JACARTA – Maraknya kekerasan di Fakultas Ilmu Kelautan (STIP) menimbulkan kekhawatiran banyak kalangan. Sekolah yang berafiliasi dengan Kementerian Perhubungan itu juga memutuskan untuk mewajibkan peninjauan menyeluruh untuk memastikan layak dijadikan sekolah.
“Meninggalnya mahasiswa STIP Jakarta Putu Satria Ananta akibat kekerasan di lingkungan pendidikan menjadi keprihatinan yang mendalam bagi kita semua. Selain itu, kasus ini bukan yang pertama dalam satu putaran STIP.” Oleh karena itu kami mohon peninjauan menyeluruh untuk mencari solusi agar krisis ini tidak terulang kembali,” kata Direktur Komisi X DPR RI Syaiful Huda dalam keterangannya, Jumat (5/10/2024).
Huda menjelaskan, audit STIP secara menyeluruh dapat mencakup audit dan review kinerja. Tujuan peninjauan adalah untuk mengetahui apakah program STIP mendukung praktik kekerasan yang sebenarnya, sedangkan peninjauan efektivitas adalah untuk mengetahui apakah tenaga medis telah menciptakan alasan terjadinya kekerasan di sekolah.
“Review terhadap sistem STIP Jakarta dan efektivitasnya dapat dilakukan melalui upaya bersama dengan melibatkan para ahli dan konten masyarakat dalam kajian untuk menghasilkan kesimpulan,” ujarnya.
Huda mengingatkan, kekerasan di lingkungan STIP Jakarta sudah menjadi budaya yang sulit hilang. Sejak tahun 2008 misalnya, sudah ada 4 orang taruna STIP yang meninggal akibat kekerasan yang dilakukan oleh sesepuh terhadap pemuda.

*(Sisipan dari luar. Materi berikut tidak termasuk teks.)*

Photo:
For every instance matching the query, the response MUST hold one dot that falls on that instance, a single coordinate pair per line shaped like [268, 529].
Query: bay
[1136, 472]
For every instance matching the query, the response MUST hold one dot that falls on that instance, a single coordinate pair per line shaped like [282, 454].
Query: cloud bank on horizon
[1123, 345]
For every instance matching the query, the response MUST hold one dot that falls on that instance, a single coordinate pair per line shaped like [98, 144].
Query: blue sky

Selain itu, dua tentara tercatat mengalami luka dan luka fisik lainnya akibat kejadian yang sama. Oleh karena itu perlu dilakukan peninjauan untuk mencegah kembalinya budaya kekerasan ini, ujarnya.
Kekerasan di sekolah milik Kementerian Perhubungan, lanjut Huda, ternyata tidak hanya terjadi di STIP Jakarta. Pada Februari 2023 misalnya, seorang prajurit Politeknik Maritim Surabaya juga tewas akibat kekerasan yang dilakukan oleh kakak kelasnya.
“Pada saat persidangan pidana, diberitakan bahwa apa yang mereka lakukan tidak lain hanyalah perlakuan yang mereka terima dari kakak laki-lakinya. Oleh karena itu, perpeloncoan di sekolah milik Kementerian Perhubungan seolah menjadi tradisi.” Ironisnya, “perpeloncoan tersebut berujung pada kekerasan fisik yang menyebabkan siswa terluka bahkan terbunuh,” ujarnya.
Menteri PKB mengatakan, kini telah diterbitkan Kebijakan Pemerintah (PP) 57/2022 tentang Pendidikan Tinggi. Dalam undang-undang ini, dimungkinkan untuk menghapus sekolah politik atau mengalihkan pengelolaannya ke lembaga lain jika evaluasi menunjukkan hal-hal yang merugikan siswa.
“Makanya kami minta kajian menyeluruh untuk mengetahui perlunya Kementerian Perhubungan mengembangkan dan memelihara sekolah. Kalau tidak ada manfaatnya, misalnya karena kenapa pengelolaannya tidak dialihkan ke Kementerian Pendidikan, Kebudayaan, Ristek?